The n-queens puzzle is the problem of placing n queens on an n x n chessboard such that no two queens attack each other.
Given an integer n, return the number of distinct solutions to the n-queens puzzle.
https://leetcode.com/problems/n-queens-ii/
My solution:
class Solution:
def totalNQueens(self, n: int) -> int:
def genRestricted(restricted, r, c):
restricted = set(restricted)
for row in range(n): restricted.add((row, c))
for col in range(n): restricted.add((r, col))
movements = [[-1, -1], [-1, 1], [1, -1], [1, 1]]
for movement in movements:
row, col = r, c
while 0 <= row < n and 0 <= col < n:
restricted.add((row, col))
row += movement[0]
col += movement[1]
return restricted
def gen(row, col, curCount, restricted):
count, total_count = curCount, 0
for r in range(row, n):
for c in range(col, n):
if (r, c) not in restricted:
count += 1
if count == n: total_count += 1
total_count += gen(row + 1, 0, count, genRestricted(restricted, r, c))
count -= 1
return total_count
return gen(0, 0, 0, set())
It fails at n=8. I can't figure out why, and how to have less iterations. It seems I am already doing the minimum iterations possible.
The restricted
set seems wasteful, both time- and space-wise. At the end of the successful recursion, n
levels deep it grows to n^2
size, which drives the total complexity to O(n^3)

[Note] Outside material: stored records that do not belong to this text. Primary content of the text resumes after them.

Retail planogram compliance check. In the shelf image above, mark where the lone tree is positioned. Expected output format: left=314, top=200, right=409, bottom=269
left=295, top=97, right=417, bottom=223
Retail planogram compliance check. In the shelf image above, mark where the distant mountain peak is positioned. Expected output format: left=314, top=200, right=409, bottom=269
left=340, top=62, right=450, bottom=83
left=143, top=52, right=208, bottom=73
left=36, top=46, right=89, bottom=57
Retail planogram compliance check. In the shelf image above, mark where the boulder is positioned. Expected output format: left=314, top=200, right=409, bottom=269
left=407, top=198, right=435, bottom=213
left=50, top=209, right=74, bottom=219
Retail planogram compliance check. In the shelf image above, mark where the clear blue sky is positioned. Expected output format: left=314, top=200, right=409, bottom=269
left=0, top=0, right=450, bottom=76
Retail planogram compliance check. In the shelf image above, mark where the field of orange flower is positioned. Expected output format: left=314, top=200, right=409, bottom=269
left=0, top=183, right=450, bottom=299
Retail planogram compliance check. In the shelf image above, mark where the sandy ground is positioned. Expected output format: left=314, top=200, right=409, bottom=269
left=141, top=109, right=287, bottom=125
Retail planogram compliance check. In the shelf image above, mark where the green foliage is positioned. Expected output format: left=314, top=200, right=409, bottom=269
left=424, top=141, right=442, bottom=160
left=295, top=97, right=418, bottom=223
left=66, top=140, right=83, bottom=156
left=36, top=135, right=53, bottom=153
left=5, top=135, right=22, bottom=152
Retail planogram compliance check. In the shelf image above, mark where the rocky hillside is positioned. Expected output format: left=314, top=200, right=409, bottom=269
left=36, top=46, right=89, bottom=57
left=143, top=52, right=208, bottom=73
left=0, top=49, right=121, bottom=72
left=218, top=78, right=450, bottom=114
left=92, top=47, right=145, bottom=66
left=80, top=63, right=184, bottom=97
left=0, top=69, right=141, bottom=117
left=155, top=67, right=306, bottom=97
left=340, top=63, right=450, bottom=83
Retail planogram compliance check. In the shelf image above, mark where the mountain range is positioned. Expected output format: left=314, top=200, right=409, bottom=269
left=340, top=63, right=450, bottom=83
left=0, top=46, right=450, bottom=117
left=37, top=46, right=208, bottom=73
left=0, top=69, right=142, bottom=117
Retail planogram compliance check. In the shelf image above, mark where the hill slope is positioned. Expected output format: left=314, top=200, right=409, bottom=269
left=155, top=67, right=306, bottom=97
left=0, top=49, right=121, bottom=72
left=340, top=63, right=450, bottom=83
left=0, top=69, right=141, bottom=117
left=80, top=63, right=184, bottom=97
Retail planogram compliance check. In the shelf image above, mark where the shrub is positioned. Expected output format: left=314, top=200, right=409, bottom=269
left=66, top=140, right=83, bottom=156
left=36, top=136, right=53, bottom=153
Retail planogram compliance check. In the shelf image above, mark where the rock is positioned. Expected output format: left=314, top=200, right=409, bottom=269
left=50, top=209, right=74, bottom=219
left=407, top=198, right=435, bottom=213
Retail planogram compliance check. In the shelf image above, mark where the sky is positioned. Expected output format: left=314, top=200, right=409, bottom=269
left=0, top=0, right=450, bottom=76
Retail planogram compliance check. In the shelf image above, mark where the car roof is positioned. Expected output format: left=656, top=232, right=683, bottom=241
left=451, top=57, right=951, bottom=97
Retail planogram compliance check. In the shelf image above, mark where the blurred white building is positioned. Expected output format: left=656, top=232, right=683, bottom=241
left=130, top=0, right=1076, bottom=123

. And it is not really needed. It is much easier to check the availability of the square by looking at the queens already placed (please forgive the chess lingo; file
stand for vertical, and rank
for horizontal):
def square_is_safe(file, rank, queens_placed):
for queen_rank, queen_file in enumerate(queens_placed):
if queen_file == file: # vertical attack
return false
if queen_file - file == queen_rank - rank: # diagonal attack
return false
if queen_file - file == rank - queen_rank: # anti-diagonal attack
return false
return true
to be used in
def place_queen_at_rank(queens_placed, rank):
if rank == n:
total_count += 1
return
for file in range(0, n):
if square_is_safe(file, rank, queens_placed):
queens_placed.append(file)
place_queen_at_rank(queens_placed, rank + 1)
queens_placed.pop()
And there is a plenty of room for the optimization. For example, you may want to special-case the first rank: due to a symmetry, you only need to inspect a half of it (cutting execution time by the factor of 2).